The question is whether in 2023 we will continue to see the work of marginalised groups gain more ground, shaping our collective imagination for different ways of living.
#6 The rise of protection:
The cost-of-living crisis means that 2023 promises to be a year where we can see more clearly than ever how our material condition, much of which is out of our control, ‘forges’ the individual’s experience of wellbeing, with one thinktank suggesting that 30 million people in the UK will be ‘priced out of decent standard of living by 2024.’ Of course, a significant minority of the population have long had to live in conditions of very real financial hardship but now that a much greater swathe of the population is affected, it is not so easy to assume it is the personal responsibility of the minority and their shortcomings.
The conditions of this are now such that, as we saw with COVID, when faced with existential risk, our community response is typically a sense of solidarity around measures needed to protect us. We are with widespread support for employees taking industrial action to protect themselves against the worst financial crisis in living memory. That 2023 will see ever greater demands for protection with claims that the ‘cost of living crisis’ is a sign our society has gone fundamentally wrong.
#7 Inverting reality:
Are we in a situation where we seek ever more extravagant displays to engage, enrage and entertain us but which muddles notions of reality? The TV series Ancient Apocalypse gained millions of views to hear about a thoroughly debunked theory that a super-intelligent ice-age civilisation was wiped out, a theory which it is claimed that ‘Big Archaeology’ is silencing. The Netflix series Harry & Meghan has proved to be compelling viewing, with some fully supporting their position whilst simultaneously being criticised in some quarters as being misinformation.

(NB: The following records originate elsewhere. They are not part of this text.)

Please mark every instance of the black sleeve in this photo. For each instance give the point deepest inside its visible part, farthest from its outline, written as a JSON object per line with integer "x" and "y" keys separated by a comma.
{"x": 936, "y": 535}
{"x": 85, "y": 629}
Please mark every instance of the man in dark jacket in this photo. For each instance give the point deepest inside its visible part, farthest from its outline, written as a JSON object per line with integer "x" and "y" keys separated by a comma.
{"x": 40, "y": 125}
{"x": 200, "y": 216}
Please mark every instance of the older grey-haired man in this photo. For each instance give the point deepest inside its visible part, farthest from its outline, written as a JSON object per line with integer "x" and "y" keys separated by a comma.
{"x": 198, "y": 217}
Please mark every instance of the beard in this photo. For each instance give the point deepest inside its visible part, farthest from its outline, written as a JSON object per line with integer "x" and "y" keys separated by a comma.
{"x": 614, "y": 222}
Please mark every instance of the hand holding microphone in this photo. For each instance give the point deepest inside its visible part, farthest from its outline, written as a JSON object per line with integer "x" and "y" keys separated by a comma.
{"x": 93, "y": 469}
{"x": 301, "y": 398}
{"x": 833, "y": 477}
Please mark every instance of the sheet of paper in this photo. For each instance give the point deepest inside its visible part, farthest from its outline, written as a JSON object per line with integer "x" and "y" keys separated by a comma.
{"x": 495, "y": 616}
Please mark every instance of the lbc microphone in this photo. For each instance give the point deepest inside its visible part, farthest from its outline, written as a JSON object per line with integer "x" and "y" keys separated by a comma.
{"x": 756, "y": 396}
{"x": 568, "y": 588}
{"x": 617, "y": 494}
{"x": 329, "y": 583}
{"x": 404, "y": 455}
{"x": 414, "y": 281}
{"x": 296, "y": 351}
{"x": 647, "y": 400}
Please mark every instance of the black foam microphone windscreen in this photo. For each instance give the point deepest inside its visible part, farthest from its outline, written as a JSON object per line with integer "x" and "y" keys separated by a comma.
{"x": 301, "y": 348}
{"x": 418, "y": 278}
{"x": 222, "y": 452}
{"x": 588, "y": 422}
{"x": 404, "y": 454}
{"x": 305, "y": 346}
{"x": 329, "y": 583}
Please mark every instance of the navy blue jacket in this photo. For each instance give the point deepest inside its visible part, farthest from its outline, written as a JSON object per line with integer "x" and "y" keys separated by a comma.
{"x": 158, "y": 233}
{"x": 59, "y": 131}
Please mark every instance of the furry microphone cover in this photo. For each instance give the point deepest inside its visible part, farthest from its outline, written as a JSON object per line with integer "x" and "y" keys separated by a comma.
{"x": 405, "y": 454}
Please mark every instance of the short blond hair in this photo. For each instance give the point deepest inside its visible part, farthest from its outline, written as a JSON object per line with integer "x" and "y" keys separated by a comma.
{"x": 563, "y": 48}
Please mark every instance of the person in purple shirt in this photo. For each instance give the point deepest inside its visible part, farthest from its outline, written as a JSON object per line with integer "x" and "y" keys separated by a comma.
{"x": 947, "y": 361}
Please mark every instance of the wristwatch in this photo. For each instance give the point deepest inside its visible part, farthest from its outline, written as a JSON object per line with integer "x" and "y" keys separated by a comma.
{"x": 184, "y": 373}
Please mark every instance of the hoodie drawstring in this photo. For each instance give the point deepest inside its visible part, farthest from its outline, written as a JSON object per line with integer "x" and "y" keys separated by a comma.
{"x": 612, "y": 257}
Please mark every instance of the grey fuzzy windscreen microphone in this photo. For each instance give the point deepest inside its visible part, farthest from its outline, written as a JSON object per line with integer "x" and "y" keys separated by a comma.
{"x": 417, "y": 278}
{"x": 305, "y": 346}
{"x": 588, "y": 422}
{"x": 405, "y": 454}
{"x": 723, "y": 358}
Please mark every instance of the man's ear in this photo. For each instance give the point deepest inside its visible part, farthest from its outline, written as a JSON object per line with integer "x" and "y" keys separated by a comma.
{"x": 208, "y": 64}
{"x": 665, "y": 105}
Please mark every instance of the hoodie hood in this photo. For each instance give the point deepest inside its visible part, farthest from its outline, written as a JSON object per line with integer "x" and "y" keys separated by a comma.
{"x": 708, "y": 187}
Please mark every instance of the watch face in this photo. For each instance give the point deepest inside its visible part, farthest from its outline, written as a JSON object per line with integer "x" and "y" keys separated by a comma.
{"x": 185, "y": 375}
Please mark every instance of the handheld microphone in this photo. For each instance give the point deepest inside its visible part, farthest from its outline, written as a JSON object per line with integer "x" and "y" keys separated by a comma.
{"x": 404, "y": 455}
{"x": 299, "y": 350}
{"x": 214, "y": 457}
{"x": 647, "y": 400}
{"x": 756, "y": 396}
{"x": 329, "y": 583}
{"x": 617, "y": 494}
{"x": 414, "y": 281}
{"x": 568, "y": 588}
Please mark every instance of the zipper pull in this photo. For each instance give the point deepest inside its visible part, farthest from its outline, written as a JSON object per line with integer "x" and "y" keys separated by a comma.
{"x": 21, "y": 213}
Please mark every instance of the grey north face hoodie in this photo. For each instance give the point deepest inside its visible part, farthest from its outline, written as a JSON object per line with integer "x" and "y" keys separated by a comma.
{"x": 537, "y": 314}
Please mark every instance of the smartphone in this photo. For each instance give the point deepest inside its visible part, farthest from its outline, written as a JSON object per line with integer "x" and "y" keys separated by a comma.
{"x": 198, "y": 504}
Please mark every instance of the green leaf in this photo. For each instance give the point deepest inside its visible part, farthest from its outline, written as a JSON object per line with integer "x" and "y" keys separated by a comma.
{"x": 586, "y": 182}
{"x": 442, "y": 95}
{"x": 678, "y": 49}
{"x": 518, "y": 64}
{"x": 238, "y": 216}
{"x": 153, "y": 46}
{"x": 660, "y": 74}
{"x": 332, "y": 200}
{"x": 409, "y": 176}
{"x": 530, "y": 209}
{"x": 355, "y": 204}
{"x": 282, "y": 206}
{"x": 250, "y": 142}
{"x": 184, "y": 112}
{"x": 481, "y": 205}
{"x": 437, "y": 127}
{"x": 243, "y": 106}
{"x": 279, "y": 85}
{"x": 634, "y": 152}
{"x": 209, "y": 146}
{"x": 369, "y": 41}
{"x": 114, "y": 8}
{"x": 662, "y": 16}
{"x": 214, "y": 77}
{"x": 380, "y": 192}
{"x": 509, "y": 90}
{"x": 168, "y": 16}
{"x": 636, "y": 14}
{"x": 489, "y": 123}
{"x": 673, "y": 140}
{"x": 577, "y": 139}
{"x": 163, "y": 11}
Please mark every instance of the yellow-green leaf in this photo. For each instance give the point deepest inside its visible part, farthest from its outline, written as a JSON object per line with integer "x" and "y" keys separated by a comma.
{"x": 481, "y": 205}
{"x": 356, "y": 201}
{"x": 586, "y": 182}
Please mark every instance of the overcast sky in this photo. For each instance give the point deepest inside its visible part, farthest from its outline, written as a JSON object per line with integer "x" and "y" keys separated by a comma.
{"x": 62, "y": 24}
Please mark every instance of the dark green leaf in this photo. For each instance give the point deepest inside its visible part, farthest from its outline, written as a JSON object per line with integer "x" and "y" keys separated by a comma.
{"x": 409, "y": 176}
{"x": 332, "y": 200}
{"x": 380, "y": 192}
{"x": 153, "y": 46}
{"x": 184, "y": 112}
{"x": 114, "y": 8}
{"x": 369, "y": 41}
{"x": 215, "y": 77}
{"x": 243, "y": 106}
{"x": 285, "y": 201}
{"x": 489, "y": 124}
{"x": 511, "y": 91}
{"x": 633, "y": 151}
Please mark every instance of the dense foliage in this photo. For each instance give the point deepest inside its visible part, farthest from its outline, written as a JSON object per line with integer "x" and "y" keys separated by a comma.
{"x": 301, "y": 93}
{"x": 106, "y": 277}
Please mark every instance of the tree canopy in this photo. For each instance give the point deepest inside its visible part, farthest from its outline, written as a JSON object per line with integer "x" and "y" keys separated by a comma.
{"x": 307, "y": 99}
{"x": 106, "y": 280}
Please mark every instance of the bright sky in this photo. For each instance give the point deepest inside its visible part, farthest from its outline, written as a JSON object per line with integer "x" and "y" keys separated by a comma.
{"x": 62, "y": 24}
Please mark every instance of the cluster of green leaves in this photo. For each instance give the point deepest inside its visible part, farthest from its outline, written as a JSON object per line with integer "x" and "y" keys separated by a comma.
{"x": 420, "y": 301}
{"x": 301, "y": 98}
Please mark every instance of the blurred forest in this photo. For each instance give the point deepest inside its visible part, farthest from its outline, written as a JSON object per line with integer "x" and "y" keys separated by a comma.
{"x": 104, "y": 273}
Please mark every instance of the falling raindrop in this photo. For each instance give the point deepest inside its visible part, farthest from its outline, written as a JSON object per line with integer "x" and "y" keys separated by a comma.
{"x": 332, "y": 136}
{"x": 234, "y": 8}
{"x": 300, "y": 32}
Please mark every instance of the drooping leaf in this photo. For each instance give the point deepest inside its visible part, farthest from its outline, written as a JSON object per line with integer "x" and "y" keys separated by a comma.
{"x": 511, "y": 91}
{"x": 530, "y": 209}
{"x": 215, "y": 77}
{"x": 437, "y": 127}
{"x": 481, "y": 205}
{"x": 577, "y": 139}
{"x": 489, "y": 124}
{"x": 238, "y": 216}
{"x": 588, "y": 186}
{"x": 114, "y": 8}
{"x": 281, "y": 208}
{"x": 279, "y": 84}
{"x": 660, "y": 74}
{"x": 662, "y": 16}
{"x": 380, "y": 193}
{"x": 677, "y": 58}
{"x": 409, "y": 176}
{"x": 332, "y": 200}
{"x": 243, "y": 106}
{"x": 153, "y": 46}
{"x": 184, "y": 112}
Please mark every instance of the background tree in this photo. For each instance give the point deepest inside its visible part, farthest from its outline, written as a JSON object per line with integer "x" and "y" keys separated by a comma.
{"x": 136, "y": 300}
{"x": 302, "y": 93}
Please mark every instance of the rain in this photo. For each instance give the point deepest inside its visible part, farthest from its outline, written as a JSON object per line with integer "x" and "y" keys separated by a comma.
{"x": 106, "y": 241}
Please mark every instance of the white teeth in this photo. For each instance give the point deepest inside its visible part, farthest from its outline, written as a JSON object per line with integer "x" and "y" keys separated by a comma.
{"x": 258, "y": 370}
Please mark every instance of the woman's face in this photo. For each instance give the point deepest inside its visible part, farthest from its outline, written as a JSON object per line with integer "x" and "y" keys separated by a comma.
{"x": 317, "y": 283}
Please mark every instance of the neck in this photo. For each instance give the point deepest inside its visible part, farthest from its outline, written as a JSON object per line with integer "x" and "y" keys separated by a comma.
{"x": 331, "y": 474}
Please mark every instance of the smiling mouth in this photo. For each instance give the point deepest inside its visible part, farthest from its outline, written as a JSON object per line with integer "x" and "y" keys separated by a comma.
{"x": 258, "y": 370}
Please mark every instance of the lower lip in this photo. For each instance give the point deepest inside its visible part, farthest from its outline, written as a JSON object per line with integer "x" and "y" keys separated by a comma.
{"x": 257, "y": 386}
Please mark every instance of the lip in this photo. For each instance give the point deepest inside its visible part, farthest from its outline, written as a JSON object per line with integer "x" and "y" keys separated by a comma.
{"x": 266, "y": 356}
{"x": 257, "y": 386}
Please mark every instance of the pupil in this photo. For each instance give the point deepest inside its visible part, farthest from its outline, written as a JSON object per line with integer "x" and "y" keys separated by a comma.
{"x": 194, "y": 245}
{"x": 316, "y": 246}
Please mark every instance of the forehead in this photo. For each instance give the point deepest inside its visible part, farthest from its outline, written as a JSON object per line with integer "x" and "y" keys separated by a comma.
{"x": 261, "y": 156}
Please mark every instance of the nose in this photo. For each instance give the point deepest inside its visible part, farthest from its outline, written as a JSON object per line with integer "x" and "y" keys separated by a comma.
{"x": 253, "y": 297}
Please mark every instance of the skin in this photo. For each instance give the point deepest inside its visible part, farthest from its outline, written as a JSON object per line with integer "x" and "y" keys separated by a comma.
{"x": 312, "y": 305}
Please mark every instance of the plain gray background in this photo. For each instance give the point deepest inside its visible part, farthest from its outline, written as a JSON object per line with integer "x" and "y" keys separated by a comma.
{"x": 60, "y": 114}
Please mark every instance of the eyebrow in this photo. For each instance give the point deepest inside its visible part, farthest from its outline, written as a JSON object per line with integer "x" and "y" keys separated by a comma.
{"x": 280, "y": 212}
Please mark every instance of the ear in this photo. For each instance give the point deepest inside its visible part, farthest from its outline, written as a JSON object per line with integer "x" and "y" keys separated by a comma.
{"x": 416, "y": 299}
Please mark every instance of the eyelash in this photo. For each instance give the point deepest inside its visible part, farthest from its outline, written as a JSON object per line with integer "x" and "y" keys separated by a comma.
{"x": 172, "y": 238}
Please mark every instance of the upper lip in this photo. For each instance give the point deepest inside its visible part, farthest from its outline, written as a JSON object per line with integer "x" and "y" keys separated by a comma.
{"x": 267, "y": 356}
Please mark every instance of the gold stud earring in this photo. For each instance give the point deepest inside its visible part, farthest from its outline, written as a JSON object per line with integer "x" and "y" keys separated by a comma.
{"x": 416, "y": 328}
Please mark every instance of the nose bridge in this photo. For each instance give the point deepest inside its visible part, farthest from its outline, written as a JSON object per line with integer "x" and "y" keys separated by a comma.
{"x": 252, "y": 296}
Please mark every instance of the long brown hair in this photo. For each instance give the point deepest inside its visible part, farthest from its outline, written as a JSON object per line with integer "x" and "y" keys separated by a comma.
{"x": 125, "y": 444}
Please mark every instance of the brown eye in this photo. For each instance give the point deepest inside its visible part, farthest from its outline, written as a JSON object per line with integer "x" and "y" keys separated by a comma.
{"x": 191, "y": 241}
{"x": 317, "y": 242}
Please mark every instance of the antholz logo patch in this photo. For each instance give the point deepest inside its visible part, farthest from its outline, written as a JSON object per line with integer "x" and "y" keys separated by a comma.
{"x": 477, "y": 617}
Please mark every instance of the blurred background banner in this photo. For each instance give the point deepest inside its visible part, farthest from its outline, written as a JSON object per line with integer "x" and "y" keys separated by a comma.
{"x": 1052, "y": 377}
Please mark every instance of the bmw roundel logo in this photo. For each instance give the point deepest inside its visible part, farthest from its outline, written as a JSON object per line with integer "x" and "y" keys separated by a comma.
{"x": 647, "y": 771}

Perhaps in 2023 we will be in a better situation to examine the way terms such as disinformation, misinformation, fake news are often weaponised to serve particular ends, sometimes serving as a vehicle to communicate unpalatable views, political dissent but also entertainment.
We would like to take this occasion to thank you for reading and look forward to continuing our mission in ’23 of offering a behavioural science take on the big issues shaping the world.